Ransomware has emerged as a major threat in the past couple of years, where the central idea is to maliciously prevent a victim from accessing their data until a ransom is paid. Though ransomware has been around since at least the early 1990s, it has experienced a resurgence in popularity of late in the form of malware families such as Cryptowall and Cryptolocker that make use of cryptographic mechanisms to deny user access to data. While standard best practices like taking regular backups could in principle protect users against exposure to ransomware, advanced variants could also potentially attack online backup systems. And, ransomware isn’t just about data; if you’re a police department or a hospital and your systems are locked because of ransomware, loss of data might not be your most pressing concern.
Ideally, we would be able to detect and block ransomware on endpoints. However, even automated identification of ransomware behavior during dynamic analysis is not straightforward. UNVEIL provides this capability using two sets of techniques for cryptographic and desktop locker ransomware.
Finding Cryptographic Ransomware
Prior to executing a sample in a dynamic analysis sandbox, UNVEIL first randomly generates a realistic user environment by generating a set of documents and adding them to the sandbox file system. The motivation behind this step is two-fold. First, we want to disguise the fact that the sample is executing in a dynamic sandbox. Second, populating the file system provides the potential ransomware sample with a target-rich environment. Thus, the generated user environment aims to elicit ransomware behavior.

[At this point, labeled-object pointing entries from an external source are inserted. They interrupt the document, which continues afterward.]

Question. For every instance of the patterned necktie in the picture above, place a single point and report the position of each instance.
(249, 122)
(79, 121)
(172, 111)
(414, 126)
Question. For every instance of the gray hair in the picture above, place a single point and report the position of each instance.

Then, during execution UNVEIL interposes on all I/O requests using a kernel-based monitor. This monitor extracts features from each request such as the type of request (e.g., open, read, write) as well as the entropy of the data buffer if present. These events are then matched against a set of I/O access pattern signatures that have been manually compiled from analyzing labeled ransomware samples. Matches against these signatures are considered evidence that the sample is in fact ransomware.
Finding Desktop Lockers
The I/O access pattern technique described above is useful for cryptographic ransomware. However, desktop locking ransomware uses a substantially different mechanism that – as the name implies – relies on preventing the victim from accessing the system desktop. To address this class of ransomware, UNVEIL instead attempts to detect the presence of a ransom note. This technique is quite reliable since displaying a ransom note is something of a behavioral invariant for ransomware; that is, a victim must be notified that their data is inaccessible and a ransom must be paid for the attack to succeed.
To accomplish this, UNVEIL identifies major visual changes to the desktop between the start and end of execution. If such a change is detected, UNVEIL then performs OCR on the ending screenshot and checks for extracted words that are indicative of ransom notes.
The combination of these two approaches turns out to work quite well. In fact, in addition to accurately identifying a ground truth data set of ransomware samples, UNVEIL was able to discover a previously unknown family of malware we call SilentCrypt. Interestingly, it seems that this family explicitly checks for the lack of a realistic user environment to evade analysis.
We hope that UNVEIL’s approach will help to more scalably label ransomware by taking advantage of ransomware behavioral characteristics. Even better would be to extend the approach to defend against ransomware at exploitation time, something we’re actively investigating in our lab.